In the local elections in Mionica, Negotin and Sečanj on 30 November 2025, students took part more directly, appearing on lists such as United for Mionica, United for Negotin and Voice of Youth that Changes Sečanj. The ruling coalition led by the Serbian Progressive Party won in all three municipalities. On 29 March 2026, local elections were held in ten municipalities, where student-backed lists ran either independently or in coalition with opposition parties. The ruling coalition won in all ten, with the student-backed lists coming second in each.

Local elections
| Year | Municipality or city | List name | % | Seats | Status |
| 2025 | Kosjerić | United for Kosjerić | 48.39 | 13 / 27 | opposition |
| Mionica | United for Mionica – For a Nicer Face of Mionica | 38.93 | 16 / 39 | opposition |
| Negotin | United for Negotin | 26.76 | 12 / 33 | opposition |
| Sečanj | Voice of Youth that Changes Sečanj | 32.7 | 8 / 23 | opposition |
| 2026 | Aranđelovac | Students for Aranđelovac – Youth Wins! | 46.08 | 20 / 41 | opposition |
| Bajina Bašta | United for Bajina Bašta | 40.07 | 19 / 45 | opposition |
| Bor | Bor, Our Responsibility | 39.76 | 15 / 35 | opposition |
| Kladovo | Kladovo Has Us, Time for Change! | 26.16 | 7 / 28 | opposition |
| Knjaževac | Knjaževac with Students – Clean List – Dr Ivan Milošević | 32.12 | 13 / 40 | opposition |
| Kula | Voice of Youth of the Municipality of Kula | 47.53 | 18 / 37 | opposition |
| Lučani | Sound of Justice – Together for Students – Mirjana Kern | 32.91 | 12 / 35 | opposition |
| Majdanpek | Citizens' Group Ne dam – Nu dau | 18.9 | 6 / 31 | opposition |
| Sevojno | United – Sevojno | 44.85 | 9 / 19 | opposition |
| Smederevska Palanka | Youth for Palanka – Alone Against Everyone | 28.48 | 15 / 49 | opposition |

=== Parliamentary elections ===

National Assembly
| Year | Popular vote | % of popular vote | # | # of seats | Seat change | Status | Ref. |
|---|---|---|---|---|---|---|---|
| 2026 |  |  |  | 0 / 250 |  | TBA |  |

== Criticism and controversies ==
In an article published by the pro-government daily Politika, journalist Biljana Lukić argued that the list had lost half of its former support and pointed to the idealisation of its leadership and an intolerance of criticism.

Professor Dejan Mirović, who had supported the students during the protests, argued that the list had lost its original character and been taken over by people from the Democratic Party (DS).

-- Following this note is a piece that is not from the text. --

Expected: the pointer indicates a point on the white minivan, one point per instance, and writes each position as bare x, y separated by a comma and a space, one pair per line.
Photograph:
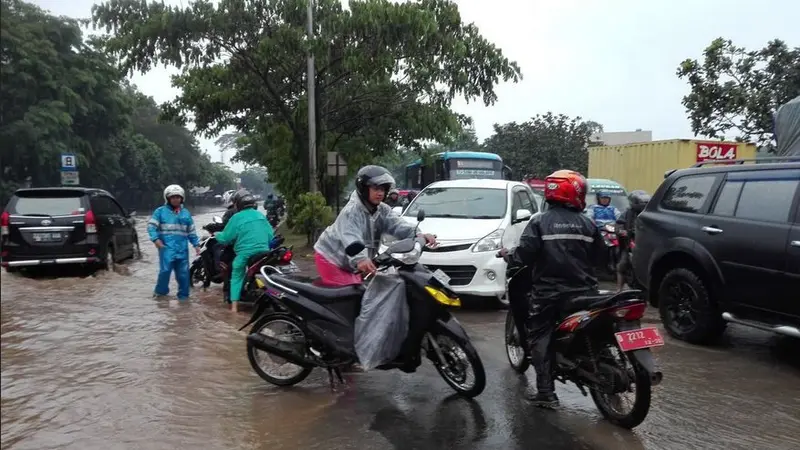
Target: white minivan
472, 220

He claimed that former DS presidents Bojan Pajtić and Dušan Petrović had played a decisive role in shaping it, leading to the exclusion of nationally oriented candidates, particularly from North Mitrovica, Kosovo. Similar claims were made by pro-government media and by President Aleksandar Vučić. Pajtić rejected them as lies, saying that none of his friends, relatives or party colleagues were on the list and that he had learned of its composition from the media.